Visualization 5 - Bar Chart

For my fifth visualization I did a regular bar chart. In this chart I looked at percentage of budget that was recovered for the top ten movies.

# Visualization 5

# Bar Chart

# Create a df for the bar chart

barchartdf = marvel_df[['film','% budget recovered']].head(10)
barchartdf = barchartdf.sort_values(by='% budget recovered', ascending=True)
barchartdf['% budget recovered']=barchartdf['% budget recovered'].str.replace('%','')
barchartdf[['% budget recovered']]=barchartdf[['% budget recovered']].astype(int)

budget_recovered_mean = barchartdf['% budget recovered'].mean()

barchart_colors = ['#12e772' if val > budget_recovered_mean else '#ff8b00' for val 
                   in barchartdf['% budget recovered']]


Above = mpatches.Patch(color='#12e772', label = 'Above Average')
Below = mpatches.Patch(color='#ff8b00', label = 'Below Average')

fig = plt.figure(figsize=(18,12))
ax1 = fig.add_subplot(1,1,1)
ax1.barh(barchartdf['film'], barchartdf['% budget recovered'], color = barchart_colors)

ax1.legend(loc='lower right', handles=[Above, Below], fontsize=14)
plt.axvline(barchartdf['% budget recovered'].mean(), color='black', linestyle='dashed')
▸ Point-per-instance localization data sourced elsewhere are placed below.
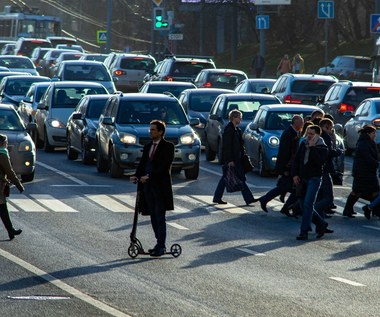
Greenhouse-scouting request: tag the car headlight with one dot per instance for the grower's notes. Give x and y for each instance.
(188, 138)
(127, 138)
(25, 146)
(274, 141)
(54, 123)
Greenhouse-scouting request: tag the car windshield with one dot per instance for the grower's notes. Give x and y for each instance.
(311, 86)
(95, 108)
(68, 97)
(144, 111)
(21, 63)
(9, 120)
(86, 72)
(202, 103)
(276, 120)
(247, 107)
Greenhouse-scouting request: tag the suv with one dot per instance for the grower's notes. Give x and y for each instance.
(182, 68)
(302, 88)
(124, 130)
(130, 70)
(349, 67)
(345, 96)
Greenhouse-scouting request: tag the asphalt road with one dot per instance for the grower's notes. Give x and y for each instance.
(72, 260)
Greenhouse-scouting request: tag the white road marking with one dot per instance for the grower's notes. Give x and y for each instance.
(251, 251)
(63, 286)
(343, 280)
(53, 204)
(176, 225)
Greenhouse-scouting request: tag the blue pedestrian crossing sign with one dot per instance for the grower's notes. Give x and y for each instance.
(101, 36)
(375, 23)
(262, 22)
(325, 9)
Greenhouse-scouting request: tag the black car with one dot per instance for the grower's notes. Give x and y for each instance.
(81, 128)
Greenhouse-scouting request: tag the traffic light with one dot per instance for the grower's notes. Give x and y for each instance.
(159, 23)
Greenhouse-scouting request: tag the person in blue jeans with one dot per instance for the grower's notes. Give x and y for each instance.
(232, 155)
(307, 172)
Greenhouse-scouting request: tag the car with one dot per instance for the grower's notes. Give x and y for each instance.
(262, 135)
(55, 107)
(248, 104)
(25, 45)
(21, 148)
(197, 104)
(81, 128)
(219, 78)
(358, 68)
(21, 64)
(255, 85)
(94, 57)
(368, 112)
(302, 88)
(79, 70)
(346, 96)
(28, 105)
(130, 69)
(159, 87)
(182, 68)
(124, 130)
(14, 88)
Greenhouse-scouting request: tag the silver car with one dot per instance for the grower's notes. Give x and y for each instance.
(20, 145)
(368, 112)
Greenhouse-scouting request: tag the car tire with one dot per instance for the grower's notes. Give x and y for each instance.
(86, 156)
(71, 154)
(192, 173)
(27, 177)
(115, 170)
(47, 147)
(261, 165)
(101, 164)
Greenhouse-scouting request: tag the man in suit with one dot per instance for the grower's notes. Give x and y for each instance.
(153, 173)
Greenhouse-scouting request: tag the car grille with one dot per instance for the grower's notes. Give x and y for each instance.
(144, 141)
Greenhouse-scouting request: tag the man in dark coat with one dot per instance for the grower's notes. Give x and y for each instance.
(153, 172)
(287, 150)
(232, 155)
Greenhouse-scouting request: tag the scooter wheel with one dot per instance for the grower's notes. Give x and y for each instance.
(176, 250)
(133, 251)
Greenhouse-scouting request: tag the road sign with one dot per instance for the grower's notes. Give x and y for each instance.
(101, 36)
(272, 2)
(262, 22)
(375, 23)
(325, 9)
(157, 2)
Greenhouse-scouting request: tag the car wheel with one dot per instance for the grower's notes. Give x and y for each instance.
(261, 165)
(192, 173)
(71, 154)
(115, 170)
(86, 156)
(47, 147)
(27, 177)
(101, 164)
(210, 154)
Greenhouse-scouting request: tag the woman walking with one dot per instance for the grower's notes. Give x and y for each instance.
(7, 174)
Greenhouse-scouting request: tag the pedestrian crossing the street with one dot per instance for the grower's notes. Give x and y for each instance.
(124, 203)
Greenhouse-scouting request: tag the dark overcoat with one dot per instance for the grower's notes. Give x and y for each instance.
(159, 176)
(364, 168)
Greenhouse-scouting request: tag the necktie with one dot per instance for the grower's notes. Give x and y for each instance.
(153, 150)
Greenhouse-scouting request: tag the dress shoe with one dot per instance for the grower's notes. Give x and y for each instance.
(219, 201)
(158, 252)
(302, 236)
(263, 206)
(367, 211)
(14, 233)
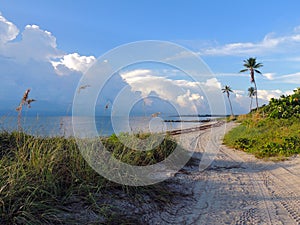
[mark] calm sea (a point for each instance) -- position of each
(62, 125)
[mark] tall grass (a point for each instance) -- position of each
(266, 137)
(40, 175)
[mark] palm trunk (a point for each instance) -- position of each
(256, 94)
(230, 106)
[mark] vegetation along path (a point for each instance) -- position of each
(236, 188)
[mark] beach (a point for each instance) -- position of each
(236, 188)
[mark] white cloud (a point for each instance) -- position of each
(8, 31)
(39, 45)
(269, 76)
(185, 94)
(293, 78)
(268, 94)
(269, 44)
(73, 62)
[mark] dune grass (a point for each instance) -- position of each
(271, 138)
(271, 132)
(39, 176)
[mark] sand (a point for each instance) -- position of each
(236, 188)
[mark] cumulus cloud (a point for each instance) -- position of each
(8, 31)
(190, 95)
(39, 45)
(269, 44)
(73, 62)
(269, 76)
(293, 78)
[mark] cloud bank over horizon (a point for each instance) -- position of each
(31, 58)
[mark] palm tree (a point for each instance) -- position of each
(252, 66)
(251, 93)
(227, 90)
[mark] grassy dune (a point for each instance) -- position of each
(39, 177)
(272, 132)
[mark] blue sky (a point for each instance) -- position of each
(48, 45)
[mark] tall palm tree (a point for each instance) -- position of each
(251, 93)
(227, 90)
(252, 66)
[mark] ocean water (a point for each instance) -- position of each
(105, 125)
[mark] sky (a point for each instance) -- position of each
(48, 46)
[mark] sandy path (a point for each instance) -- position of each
(235, 189)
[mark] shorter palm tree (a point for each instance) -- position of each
(251, 94)
(227, 90)
(252, 66)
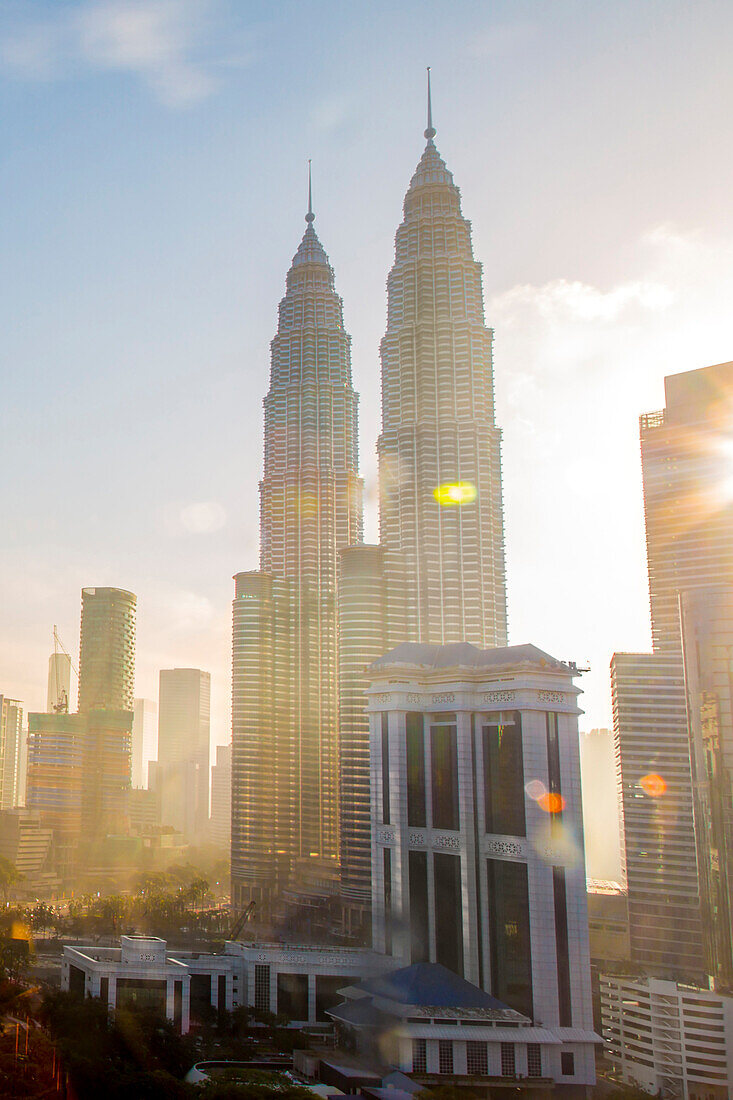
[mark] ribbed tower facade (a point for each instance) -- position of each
(438, 428)
(438, 575)
(285, 649)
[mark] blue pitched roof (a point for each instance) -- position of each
(430, 983)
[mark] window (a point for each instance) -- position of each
(418, 914)
(477, 1058)
(534, 1059)
(509, 1064)
(142, 993)
(444, 777)
(554, 762)
(261, 987)
(503, 778)
(387, 900)
(448, 911)
(293, 996)
(415, 746)
(561, 947)
(445, 1056)
(509, 934)
(385, 769)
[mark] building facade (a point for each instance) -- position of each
(13, 754)
(667, 1038)
(144, 739)
(182, 774)
(59, 683)
(438, 575)
(220, 818)
(688, 514)
(658, 849)
(440, 484)
(107, 649)
(477, 827)
(707, 620)
(285, 618)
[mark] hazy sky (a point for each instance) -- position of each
(153, 179)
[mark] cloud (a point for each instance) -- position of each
(203, 517)
(156, 41)
(500, 39)
(576, 364)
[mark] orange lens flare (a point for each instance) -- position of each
(551, 803)
(536, 789)
(653, 784)
(452, 493)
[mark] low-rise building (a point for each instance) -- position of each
(667, 1037)
(428, 1022)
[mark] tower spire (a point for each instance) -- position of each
(310, 216)
(429, 133)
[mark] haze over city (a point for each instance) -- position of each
(154, 184)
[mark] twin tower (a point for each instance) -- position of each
(324, 604)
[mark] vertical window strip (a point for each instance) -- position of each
(385, 768)
(565, 1003)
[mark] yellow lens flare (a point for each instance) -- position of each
(653, 784)
(452, 493)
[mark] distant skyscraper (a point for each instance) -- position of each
(658, 853)
(107, 651)
(600, 804)
(708, 647)
(13, 754)
(469, 869)
(440, 482)
(438, 575)
(144, 739)
(59, 683)
(220, 820)
(183, 750)
(686, 463)
(285, 618)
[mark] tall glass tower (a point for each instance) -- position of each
(438, 575)
(285, 641)
(440, 485)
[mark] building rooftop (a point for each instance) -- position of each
(430, 985)
(465, 655)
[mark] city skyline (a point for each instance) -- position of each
(630, 256)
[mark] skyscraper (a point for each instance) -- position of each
(707, 623)
(182, 776)
(220, 817)
(688, 507)
(438, 575)
(440, 485)
(107, 650)
(285, 619)
(59, 682)
(144, 739)
(13, 754)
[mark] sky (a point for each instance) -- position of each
(153, 173)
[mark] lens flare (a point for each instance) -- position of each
(451, 493)
(551, 803)
(653, 784)
(535, 789)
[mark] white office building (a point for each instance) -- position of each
(477, 829)
(668, 1038)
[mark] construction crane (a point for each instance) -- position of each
(61, 706)
(241, 921)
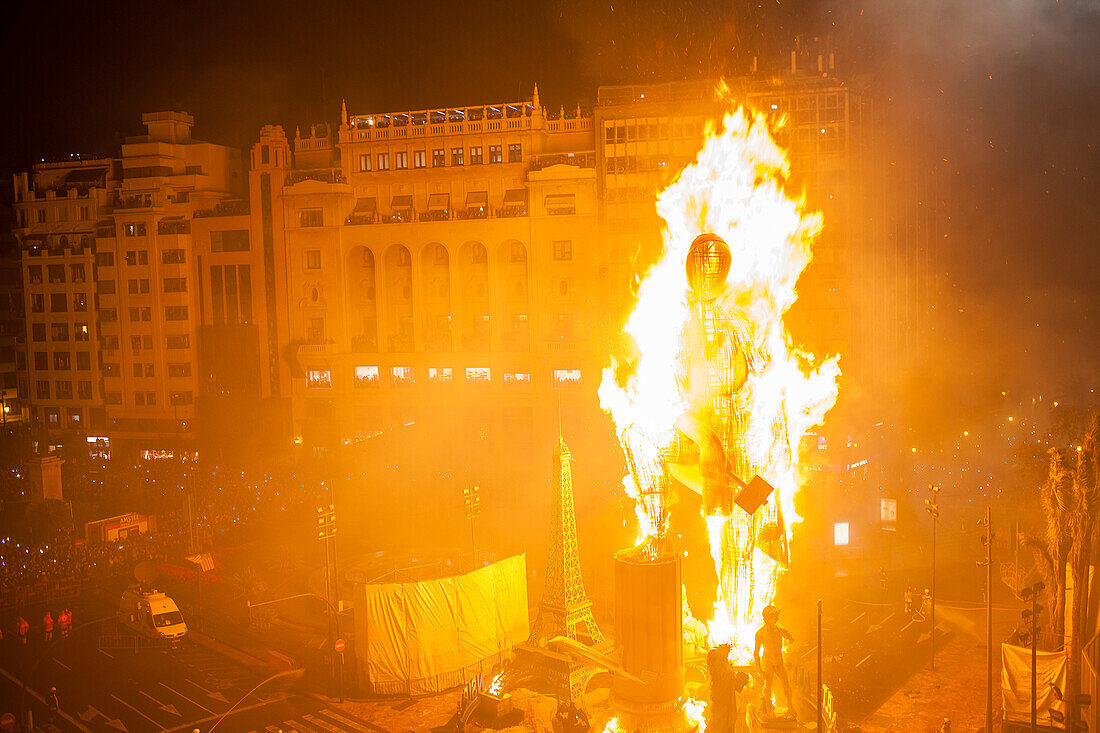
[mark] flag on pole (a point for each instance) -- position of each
(205, 560)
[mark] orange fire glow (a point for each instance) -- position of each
(735, 188)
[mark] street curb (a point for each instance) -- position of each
(226, 649)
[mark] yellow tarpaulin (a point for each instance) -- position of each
(1015, 685)
(428, 636)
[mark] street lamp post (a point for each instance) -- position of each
(932, 506)
(327, 533)
(988, 542)
(1032, 617)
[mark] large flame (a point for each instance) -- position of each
(735, 188)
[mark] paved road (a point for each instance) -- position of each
(870, 651)
(105, 687)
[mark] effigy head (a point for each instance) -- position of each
(708, 261)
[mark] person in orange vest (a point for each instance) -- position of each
(65, 622)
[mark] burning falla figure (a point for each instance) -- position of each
(723, 445)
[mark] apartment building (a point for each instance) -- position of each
(107, 264)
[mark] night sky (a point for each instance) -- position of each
(1005, 93)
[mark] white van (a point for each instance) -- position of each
(152, 613)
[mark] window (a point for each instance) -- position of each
(402, 375)
(319, 379)
(315, 332)
(567, 379)
(477, 374)
(561, 204)
(311, 218)
(366, 376)
(237, 240)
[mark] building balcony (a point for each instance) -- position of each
(234, 208)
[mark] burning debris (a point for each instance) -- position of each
(715, 396)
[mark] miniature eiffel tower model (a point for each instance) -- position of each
(565, 606)
(564, 609)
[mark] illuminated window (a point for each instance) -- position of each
(840, 534)
(517, 379)
(567, 379)
(477, 374)
(402, 375)
(366, 376)
(311, 218)
(319, 379)
(440, 375)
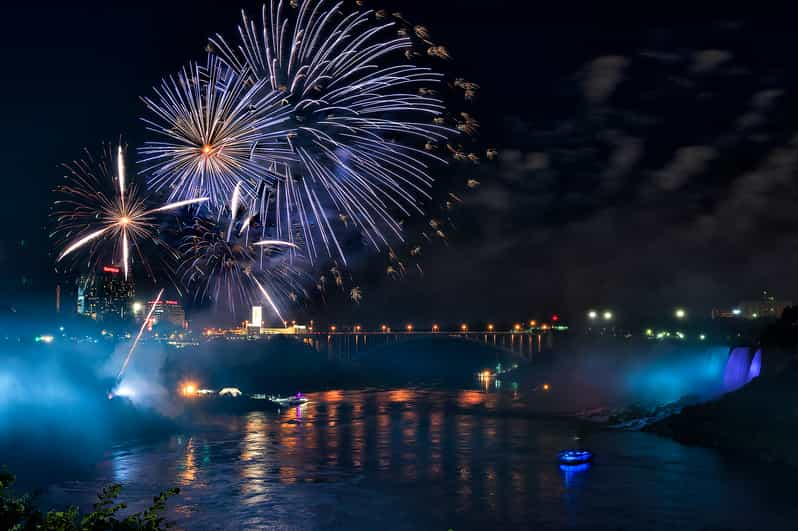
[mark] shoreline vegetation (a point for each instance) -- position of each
(18, 512)
(757, 421)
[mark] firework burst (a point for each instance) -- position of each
(220, 263)
(324, 119)
(217, 131)
(102, 217)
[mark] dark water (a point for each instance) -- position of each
(430, 459)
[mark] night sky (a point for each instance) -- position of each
(648, 159)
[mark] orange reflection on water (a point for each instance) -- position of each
(254, 486)
(470, 398)
(401, 395)
(188, 469)
(332, 397)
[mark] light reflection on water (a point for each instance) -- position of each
(419, 459)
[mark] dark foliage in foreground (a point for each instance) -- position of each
(18, 513)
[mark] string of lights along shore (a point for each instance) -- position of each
(312, 131)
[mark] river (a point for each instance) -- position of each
(427, 458)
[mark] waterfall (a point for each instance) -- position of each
(742, 366)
ax1.set_title('% Budget Recovered', size=20)
ax1.set_xlabel('budget', fontsize=16)
ax1.set_ylabel('film', fontsize = 16, rotation=45)

plt.xticks(fontsize=14)
plt.yticks(fontsize=14)
plt.show()

For this chart the only surprise to me was that ‘Captain America: Civil War’ made above the average percentage of all the top ten movie budgets. Considering it fell last in the bump chart I didn’t think it would have made that much of it’s budget back, but looking at the first visualization it does make sense.